6. Les produits de luxe sont-ils plus efficaces ?
«Non, explique Laurence Wittner, le luxe ne garantit ni l’efficacité ni la qualité. En revanche, acheter du rêve, c’est important en cosmétique. Un produit qui sent bon, dont on trouve la texture sublime et qui de plus est beau sur le lavabo peut vraiment faire du bien!»
7. Le bio, se conserve-t-il moins longtemps?

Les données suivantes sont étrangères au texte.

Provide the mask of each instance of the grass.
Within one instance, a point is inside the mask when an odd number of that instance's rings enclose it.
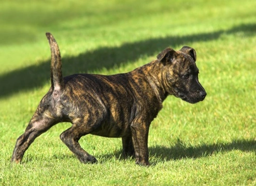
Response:
[[[256,184],[256,2],[0,2],[0,184]],[[51,32],[65,75],[125,72],[168,46],[197,52],[208,95],[192,105],[174,97],[151,123],[149,167],[122,160],[120,138],[87,135],[97,159],[82,164],[59,140],[70,126],[37,138],[22,164],[10,159],[50,86]]]

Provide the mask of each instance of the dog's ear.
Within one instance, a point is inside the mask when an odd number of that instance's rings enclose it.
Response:
[[[180,50],[180,51],[189,54],[194,59],[195,62],[196,60],[196,53],[193,48],[188,46],[184,46]]]
[[[158,54],[157,58],[159,61],[163,63],[165,65],[176,59],[178,53],[174,50],[168,48]]]

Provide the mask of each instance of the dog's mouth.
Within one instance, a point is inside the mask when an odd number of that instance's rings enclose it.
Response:
[[[202,98],[196,98],[194,97],[189,98],[187,96],[186,96],[184,94],[180,92],[178,93],[177,97],[181,99],[183,101],[185,101],[188,103],[192,104],[198,103],[198,102],[203,101],[204,100],[204,99],[202,99]]]

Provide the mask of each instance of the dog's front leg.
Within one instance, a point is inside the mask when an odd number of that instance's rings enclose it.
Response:
[[[132,135],[134,147],[136,163],[148,166],[148,136],[149,126],[146,123],[131,125]]]

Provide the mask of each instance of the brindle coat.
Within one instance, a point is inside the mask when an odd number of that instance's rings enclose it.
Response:
[[[59,47],[51,34],[46,35],[51,51],[51,87],[18,138],[11,161],[20,162],[36,137],[51,127],[70,122],[72,126],[60,138],[81,162],[96,162],[78,143],[82,136],[92,134],[122,137],[123,156],[134,156],[137,164],[148,165],[149,126],[166,97],[195,103],[206,96],[191,48],[177,51],[167,48],[157,60],[128,73],[63,78]]]

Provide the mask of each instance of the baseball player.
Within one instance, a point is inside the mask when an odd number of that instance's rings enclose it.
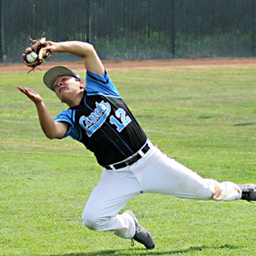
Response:
[[[82,223],[97,231],[113,230],[151,250],[155,242],[131,211],[119,213],[141,193],[160,193],[197,200],[256,200],[256,185],[238,185],[204,179],[161,152],[147,138],[111,81],[93,47],[87,43],[51,42],[52,52],[68,52],[82,58],[84,83],[63,66],[49,69],[44,84],[68,109],[55,118],[42,97],[29,88],[18,89],[31,100],[39,121],[50,138],[71,136],[94,153],[102,167],[101,178],[90,195]]]

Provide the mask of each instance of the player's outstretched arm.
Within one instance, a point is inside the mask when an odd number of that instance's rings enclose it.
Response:
[[[35,103],[39,123],[46,137],[50,139],[62,138],[66,134],[68,125],[65,122],[56,122],[54,121],[53,117],[49,113],[41,96],[38,93],[28,87],[22,88],[18,86],[17,89]]]
[[[80,41],[47,41],[47,43],[52,52],[68,52],[79,56],[83,59],[87,70],[101,76],[105,75],[104,66],[92,44]]]

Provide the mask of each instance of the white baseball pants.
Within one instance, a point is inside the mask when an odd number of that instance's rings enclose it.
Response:
[[[159,193],[197,200],[241,199],[240,188],[229,181],[204,179],[168,158],[148,140],[150,150],[138,162],[118,170],[104,169],[82,214],[83,225],[97,231],[114,230],[121,237],[132,238],[134,221],[118,213],[140,193]]]

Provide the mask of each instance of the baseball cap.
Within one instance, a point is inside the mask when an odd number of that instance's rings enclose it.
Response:
[[[64,66],[56,66],[50,68],[43,76],[43,83],[47,88],[54,91],[53,83],[57,76],[71,76],[81,81],[81,76],[74,71]]]

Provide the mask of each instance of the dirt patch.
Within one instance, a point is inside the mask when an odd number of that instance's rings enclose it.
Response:
[[[256,58],[103,61],[103,64],[106,69],[169,66],[255,64]],[[82,62],[48,62],[43,64],[39,68],[41,70],[45,71],[57,65],[66,66],[75,70],[84,69]],[[27,72],[29,70],[29,68],[23,64],[0,64],[0,72]]]

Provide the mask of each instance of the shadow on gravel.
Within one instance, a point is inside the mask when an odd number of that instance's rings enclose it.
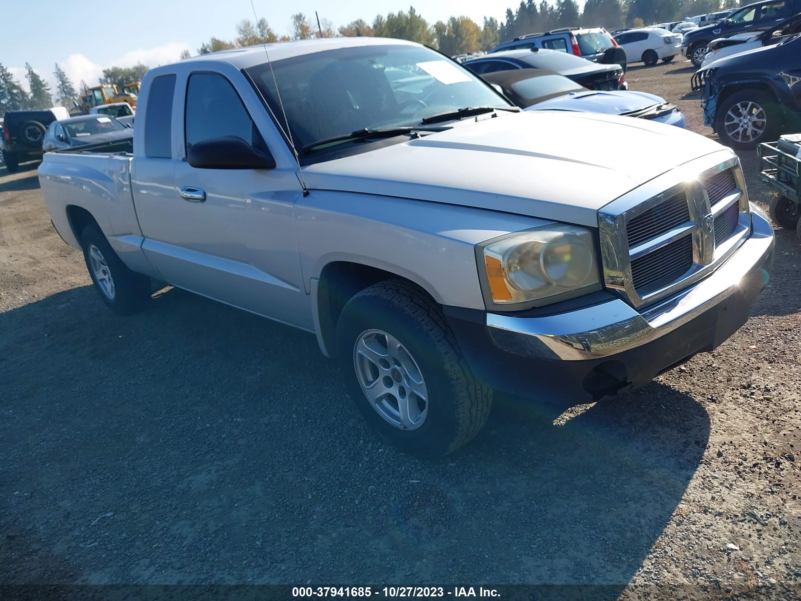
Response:
[[[0,171],[0,177],[4,174]],[[0,192],[19,192],[22,190],[36,190],[39,188],[39,177],[36,171],[24,177],[15,179],[0,181]]]
[[[612,599],[682,513],[709,435],[659,384],[561,417],[499,397],[476,441],[421,462],[367,430],[313,336],[188,292],[121,318],[74,288],[0,314],[0,331],[8,584],[555,583]]]

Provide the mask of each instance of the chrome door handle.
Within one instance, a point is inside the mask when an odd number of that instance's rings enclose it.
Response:
[[[206,200],[206,192],[199,188],[194,186],[184,186],[180,189],[179,194],[185,200],[191,200],[193,203],[202,203]]]

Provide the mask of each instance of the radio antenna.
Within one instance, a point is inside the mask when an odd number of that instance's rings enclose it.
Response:
[[[253,9],[253,18],[256,19],[256,27],[258,30],[259,17],[256,14],[256,6],[253,6],[253,0],[251,0],[251,8]],[[270,74],[272,75],[272,83],[276,87],[276,95],[278,97],[278,105],[281,107],[281,114],[284,115],[284,122],[287,124],[287,139],[289,140],[289,146],[292,147],[292,154],[295,155],[295,162],[298,163],[298,177],[300,179],[300,186],[303,188],[303,196],[308,196],[308,188],[306,188],[306,180],[304,179],[303,170],[300,168],[300,157],[298,155],[297,148],[295,147],[295,141],[292,139],[292,130],[289,129],[289,119],[287,117],[287,111],[284,108],[284,101],[281,99],[281,92],[278,89],[278,82],[276,81],[276,72],[272,70],[272,63],[270,62],[270,54],[267,51],[267,40],[264,39],[264,34],[260,30],[259,30],[259,34],[261,38],[261,46],[264,49],[264,56],[267,57],[267,64],[270,67]]]

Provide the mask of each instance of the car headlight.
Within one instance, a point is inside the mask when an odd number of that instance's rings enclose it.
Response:
[[[594,248],[589,229],[559,224],[478,244],[488,309],[527,309],[600,289]]]

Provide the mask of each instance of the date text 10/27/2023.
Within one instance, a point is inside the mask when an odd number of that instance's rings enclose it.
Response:
[[[500,597],[483,587],[292,587],[293,597]]]

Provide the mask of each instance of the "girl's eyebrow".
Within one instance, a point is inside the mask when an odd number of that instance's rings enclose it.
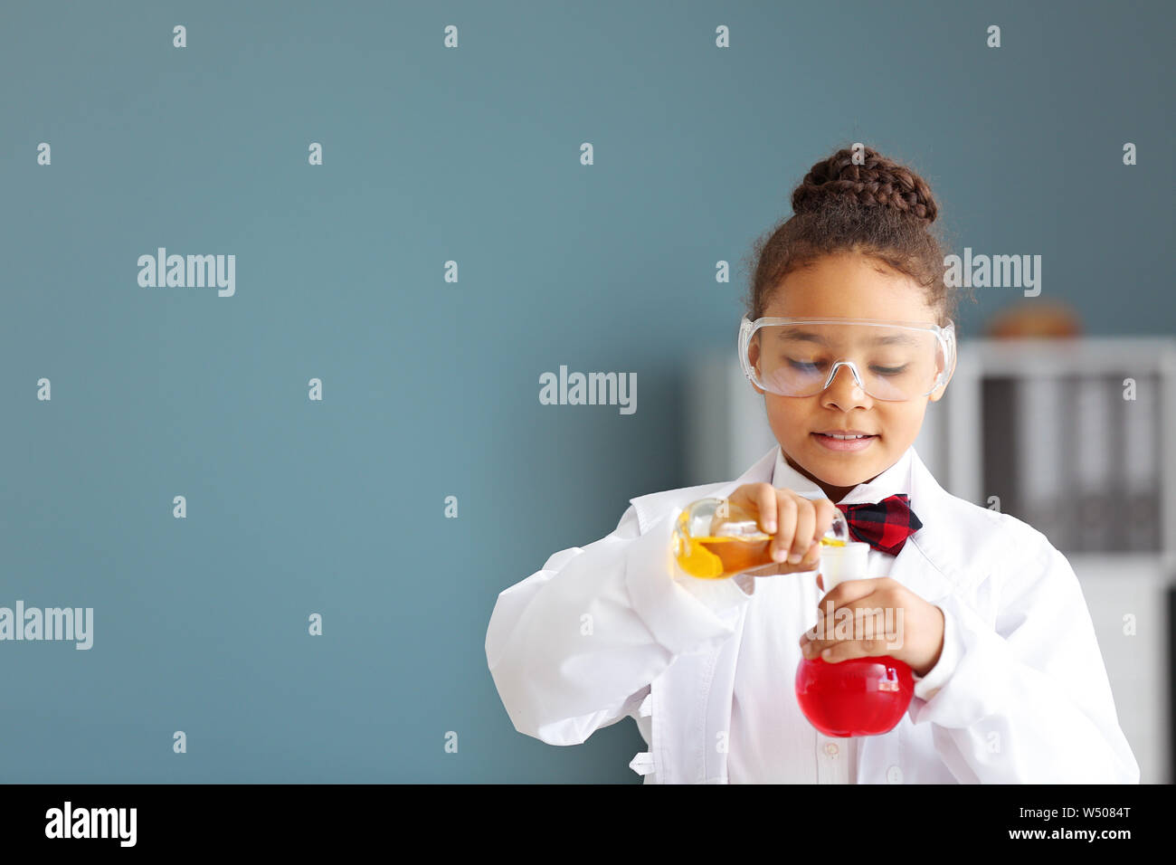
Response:
[[[783,328],[776,333],[776,337],[781,340],[794,340],[794,341],[808,341],[818,342],[821,345],[828,345],[828,340],[818,333],[813,333],[811,331],[800,331],[796,328]],[[918,340],[906,334],[906,333],[890,333],[886,337],[878,337],[871,340],[871,345],[908,345],[918,346]]]

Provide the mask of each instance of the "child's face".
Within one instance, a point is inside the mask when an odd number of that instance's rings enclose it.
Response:
[[[937,324],[923,290],[909,277],[858,253],[824,255],[789,273],[776,290],[764,317],[836,317],[926,321]],[[754,385],[753,385],[754,386]],[[857,388],[853,373],[841,367],[828,388],[815,397],[766,393],[768,424],[794,468],[820,485],[833,501],[893,466],[910,447],[923,424],[929,400],[943,395],[878,400]],[[860,451],[834,451],[815,435],[824,430],[874,433]]]

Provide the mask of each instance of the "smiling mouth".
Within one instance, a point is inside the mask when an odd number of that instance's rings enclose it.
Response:
[[[853,452],[853,451],[864,451],[869,447],[874,439],[877,438],[876,433],[809,433],[821,447],[827,451],[841,451],[841,452]]]

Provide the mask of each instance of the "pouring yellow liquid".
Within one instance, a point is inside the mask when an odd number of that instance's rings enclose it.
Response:
[[[771,539],[775,535],[756,532],[739,537],[694,537],[689,532],[689,508],[677,518],[674,557],[679,566],[691,577],[721,580],[754,567],[777,564],[771,559]],[[846,541],[824,537],[821,538],[821,544],[844,546]]]

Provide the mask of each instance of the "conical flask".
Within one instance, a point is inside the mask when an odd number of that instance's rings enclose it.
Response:
[[[679,566],[700,579],[726,579],[743,571],[776,564],[771,539],[756,518],[727,499],[699,499],[677,517],[674,527],[674,557]],[[849,526],[841,511],[834,511],[833,525],[821,544],[843,545]]]
[[[821,584],[824,592],[844,580],[864,579],[869,544],[821,547]],[[823,595],[822,595],[823,597]],[[836,618],[826,610],[826,633],[818,639],[833,639]],[[901,619],[893,618],[891,621]],[[864,623],[864,620],[862,620]],[[858,623],[844,623],[855,639]],[[901,638],[901,627],[897,634]],[[886,634],[875,632],[875,638]],[[826,736],[878,736],[891,731],[910,705],[915,681],[910,667],[896,658],[868,657],[830,664],[816,658],[801,658],[796,667],[796,701],[809,724]]]

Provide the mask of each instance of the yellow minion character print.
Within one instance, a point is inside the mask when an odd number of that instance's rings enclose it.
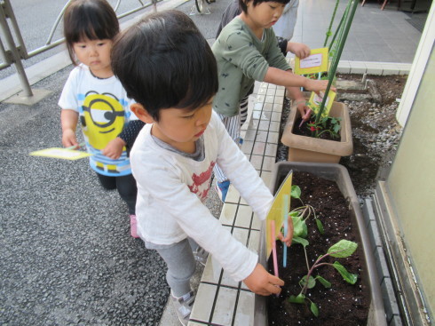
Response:
[[[123,131],[125,113],[115,95],[91,91],[85,95],[80,122],[89,144],[102,150]]]
[[[93,155],[90,156],[91,167],[107,176],[130,173],[130,160],[125,147],[123,147],[121,156],[115,160],[101,154],[101,150],[118,137],[128,123],[124,110],[125,99],[119,100],[111,93],[99,93],[95,91],[86,92],[83,99],[79,108],[80,123],[88,151]]]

Oui, mais bio ne veut pas dire sans conservateur. Si votre crème n’en contenait pas, elle deviendrait rapidement une culture de bactéries. Autrefois, les produits bio avaient une durée de vie moyenne de trois mois après ouverture. Aujourd’hui, ils vont couramment jusqu’à six mois. Et grâce à des emballages qui évitent le contact avec l’air, ils ont une date de péremption souvent supérieure à 36 mois tant qu’ils restent hermétiquement fermés.
8. Pour mon bébé, le bio s’impose?
Oui, mais… pour votre bébé la règle est simple: le moins est le mieux. Limitez les produits cosmétiques sur les jeunes enfants. Les produits pour bébé contiennent parfois des substances suspectées de perturber le système hormonal.
9. Y a-t-il des écrans solaires bio?
Avec le soleil, pas de négociation: on se protège! Mais le choix est limité: les filtres synthétiques sont efficaces, mais potentiellement allergisants et dangereux pour le développement hormonal des jeunes enfants, des femmes enceintes… ou des poissons qui s’en abreuvent tout l’été. Quant aux filtres physiques, notamment les écrans minéraux bio, ils laissaient un film blanc ou recouraient aux nanoparticules pour éviter cet effet! Heureusement, depuis janvier 2008, ces nanoparticules sont proscrites dans les produits bio certifiés en entier et dont les logos Ecocert ou Cosmos figurent sur l’étiquette.
Cela dit, on ne trouve pas encore facilement d’écran total (indice 50+) bio, esthétique et efficace… Le mieux est de prendre une crème solaire bio avec un indice plus faible – et, comme toujours, ne pas oublier d’en renouveler l’application. Bien sûr, l’ombre et les chapeaux sont aussi des solutions…
10. Si c’est bio, est-ce hypoallergénique?
Non. La professeure de dermatologie Brigitte Dréno est formelle: «Les extraits de plantes contiennent des antigènes souvent allergisants seuls ou avec les UV (photoallergie). Il faut donc être très prudent, en particulier sur les peaux prédisposées aux allergies.»
Les huiles essentielles sont particulièrement allergisantes. La mention «hypoallergénique» sur un produit ne correspond à aucune exigence réglementaire, et cet élément est laissé à la libre appréciation du fabricant. Cependant, les produits certifiés par Ecocert doivent avoir démontré en quoi ils sont hypoallergéniques.